The local fishing community in New Glasgow has expressed alarm over an old solution to Northern Pulp’s effluent problem that has resurfaced.
Fishers and fishing group representatives met for more than an hour at Central Nova MP Sean Fraser’s riding office to learn more about the province’s plans regarding effluent from Northern Pulp. It’s not official, but the plan would include emptying effluent through the current treatment lagoon at the head of Boat Harbour and its replacement at the pulp mill into the Northumberland Strait.
Besides Fraser, elected members at the meeting included provincial Environment Minister Iain Rankin and Pictou West MLA Karla MacFarlane.
“[This] was an opportunity for the fishermen to engage with the environment minister,” Fraser says. It was Fraser and MacFarlane that asked Rankin to attend. Fraser says the fishers wanted the meeting before another meeting being arranged between the department and the Pictou Landing First Nation.
“It was more the fishermen’s meeting with the minister,” Fraser says.
Rankin would not comment directly on the pipe option prior to the plan undergoing an environmental assessment. He says he didn’t have to meet with the fishers, but felt he should once Fraser and MacFarlane asked him.
“I can’t comment on what is in the project, but that is their concern,” he says, regarding the pipe option. “They want some assurance regarding the impact on marine life.”
Northumberland Fishermen’s Association President Ron Heighton didn’t attend the meeting, but David MacCarthy, who lives in Three Brooks and fishes out of Caribou, was among local fishers who did.

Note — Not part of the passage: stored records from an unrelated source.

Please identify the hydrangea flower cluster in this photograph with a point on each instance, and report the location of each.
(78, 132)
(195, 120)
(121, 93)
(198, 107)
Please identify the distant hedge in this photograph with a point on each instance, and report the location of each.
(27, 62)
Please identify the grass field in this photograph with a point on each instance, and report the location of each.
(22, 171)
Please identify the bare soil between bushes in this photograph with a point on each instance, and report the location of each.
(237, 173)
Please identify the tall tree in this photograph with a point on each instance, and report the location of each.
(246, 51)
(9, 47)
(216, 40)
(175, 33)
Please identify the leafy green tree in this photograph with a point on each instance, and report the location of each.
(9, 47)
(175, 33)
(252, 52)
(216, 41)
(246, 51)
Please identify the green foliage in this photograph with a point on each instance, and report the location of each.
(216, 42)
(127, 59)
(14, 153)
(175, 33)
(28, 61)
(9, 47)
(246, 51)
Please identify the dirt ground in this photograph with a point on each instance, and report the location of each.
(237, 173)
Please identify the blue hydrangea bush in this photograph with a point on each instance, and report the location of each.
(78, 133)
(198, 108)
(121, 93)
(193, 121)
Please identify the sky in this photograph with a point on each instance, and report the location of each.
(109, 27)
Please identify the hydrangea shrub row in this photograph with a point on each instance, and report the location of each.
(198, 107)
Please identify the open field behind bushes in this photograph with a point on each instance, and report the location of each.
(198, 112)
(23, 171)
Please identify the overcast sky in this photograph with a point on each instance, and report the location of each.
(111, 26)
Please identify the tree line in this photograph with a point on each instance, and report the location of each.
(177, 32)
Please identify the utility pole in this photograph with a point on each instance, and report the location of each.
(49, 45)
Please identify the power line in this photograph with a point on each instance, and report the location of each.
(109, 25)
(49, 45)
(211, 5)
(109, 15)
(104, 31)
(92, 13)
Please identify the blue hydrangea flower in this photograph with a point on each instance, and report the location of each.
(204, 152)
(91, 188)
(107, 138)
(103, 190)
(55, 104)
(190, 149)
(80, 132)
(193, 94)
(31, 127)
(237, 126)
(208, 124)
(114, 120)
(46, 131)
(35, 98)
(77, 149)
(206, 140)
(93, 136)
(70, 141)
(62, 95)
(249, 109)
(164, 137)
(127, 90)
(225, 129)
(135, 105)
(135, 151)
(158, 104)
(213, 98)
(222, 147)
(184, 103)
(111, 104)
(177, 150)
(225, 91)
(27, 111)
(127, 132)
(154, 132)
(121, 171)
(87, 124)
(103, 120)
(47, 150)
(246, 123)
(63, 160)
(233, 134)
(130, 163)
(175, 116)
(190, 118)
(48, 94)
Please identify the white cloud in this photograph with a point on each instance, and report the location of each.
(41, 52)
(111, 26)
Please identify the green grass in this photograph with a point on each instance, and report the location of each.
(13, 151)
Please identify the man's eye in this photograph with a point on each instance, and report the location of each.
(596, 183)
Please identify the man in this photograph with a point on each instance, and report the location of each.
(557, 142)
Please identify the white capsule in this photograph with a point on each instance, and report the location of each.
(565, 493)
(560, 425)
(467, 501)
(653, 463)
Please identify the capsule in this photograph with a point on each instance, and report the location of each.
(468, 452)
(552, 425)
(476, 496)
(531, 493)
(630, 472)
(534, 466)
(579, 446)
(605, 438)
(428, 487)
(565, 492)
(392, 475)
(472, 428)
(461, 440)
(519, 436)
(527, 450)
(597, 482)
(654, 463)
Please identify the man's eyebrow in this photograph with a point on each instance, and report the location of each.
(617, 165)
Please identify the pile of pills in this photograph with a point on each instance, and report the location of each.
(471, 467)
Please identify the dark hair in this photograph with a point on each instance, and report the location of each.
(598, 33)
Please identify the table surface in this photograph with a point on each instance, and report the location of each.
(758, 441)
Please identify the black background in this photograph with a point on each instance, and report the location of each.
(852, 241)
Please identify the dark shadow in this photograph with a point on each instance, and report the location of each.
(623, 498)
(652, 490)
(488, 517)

“There was a lot of information, but it’s already a done deal,” MacCarthy says. “The majority (of fishers) want a store system (for the effluent), but they (the province) want a pipe.”
He says the province is using the cheapest means of diverting the effluent from Boat Harbour and the future treatment facility.
The previous Liberal government abandoned its proposed pipe extension from Boat Harbour to several kilometres into the Northumberland Strait after it drew strong opposition from residents and members of the fishing community.
The concern has resurfaced over fears within the fishing community that all commercial and recreational fishing activity in the southern Gulf of St. Lawrence will be impacted if the pipe plan proceeds. Charlie McGeoghegan (sic) of Belfast, P.E.I. was among many Island fishers who crossed the Strait for the meeting on Sunday. He chairs the Lobster Marketing Board of P.E.I. and belongs to the Central Northumberland Strait Fishermen’s Association.
“I fish directly across the Strait from River John,” he says.
He says the province is sticking to its promise to the Pictou Landing First Nation to stop piping effluent from the pulp mill to Boat Harbour by 2020 by using the Strait pipe effluent option.
“We’re not going to let that happen,” McGeoghegan says.
He says there are 400 fishing licences in P.E.I. and 370 licences in Nova Scotia in the same area of the Strait.
“We’re not against the pulp plant, but there has to be a way for no discharge into the water,” he says. “(The pipe plan) is the cheaper option and the only option they gave us. It’s not right and they know it.”
The meeting followed a similar one MacFarlane joined last Thursday in Toney River. More than 92 people jammed the community, some of them standing, she says.
While the pipe option lies in abeyance, MacFarlane says the fishery is too important to damage.
“This is a $3 billion fishery and… the number one export in Nova Scotia,” she says. “This is the beginning and we have to keep the dialogue going.”